Three Months Before Deadline: EU Countries Not Ready for AI Oversight
With just under three months remaining before the 27 EU member states are required to appoint a regulator to oversee compliance with the AI Act, uncertainty looms in at least half of the member states regarding which authority will be designated. A recent analysis by Euronews reveals that the deadline for member states to notify the European Commission about their appointed market surveillance authorities is set for August 2.
In addition to appointing authorities, member countries must also adopt an implementing law that outlines penalties and empowers these authorities. The urgency is heightened by the fact that the AI Act, aimed at regulating AI tools according to the risks they pose to society, officially entered into force in August 2024 and is set to be fully operational by 2027.
Current Status of Member States
The latest meeting of the AI Board, which facilitates cooperation among member states, indicated that most countries sent representatives from various ministries rather than national regulators. Only a few, including Denmark, Greece, Italy, Portugal, and Romania, had national regulators in attendance. The EU executive remains tight-lipped about which countries are prepared, but an official from the AI Office suggested that the process in certain member states, particularly those that recently held elections like Germany, could experience delays.

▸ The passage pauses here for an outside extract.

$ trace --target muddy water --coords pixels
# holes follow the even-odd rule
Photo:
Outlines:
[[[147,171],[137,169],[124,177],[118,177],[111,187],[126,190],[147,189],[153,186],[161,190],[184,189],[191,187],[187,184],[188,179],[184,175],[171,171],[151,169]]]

The official stated that member states are engaged in “intense discussions” within the AI Board, navigating the various approaches to establishing the oversight structure. Each country has the discretion to decide whether to appoint one or multiple regulators.
“I think 95% of them have certainly chosen the structure that they want to have and started the process to appoint the authorities. We will see whether on August 2 things will be finalized or not,” the official commented, acknowledging the unpredictability of parliamentary processes.
Implications of Delays
A delay in appointing oversight bodies could create uncertainty for businesses that need to comply with the forthcoming regulations. Some member states, like Spain, have already established entirely new regulators. In Spain, the AESIA, an independent agency within the Department of Digital Transformation, is likely to assume the regulatory role.
In contrast, Poland is in the process of implementing a new body, the Committee on Development and Security of AI, to serve as its market surveillance authority. Meanwhile, Denmark has designated its pre-existing Agency for Digital Government for this role.
Germany is expected to appoint the Federal Network Agency for oversight, while other nations, including the Netherlands, may expand the responsibilities of their existing privacy watchdogs to ensure compliance with the AI Act, leveraging the legal framework established by the General Data Protection Regulation (GDPR).
In July, privacy regulators urged member states to take charge of high-risk systems, emphasizing the need for stringent oversight in areas such as biometric identification, law enforcement, and migration and border control.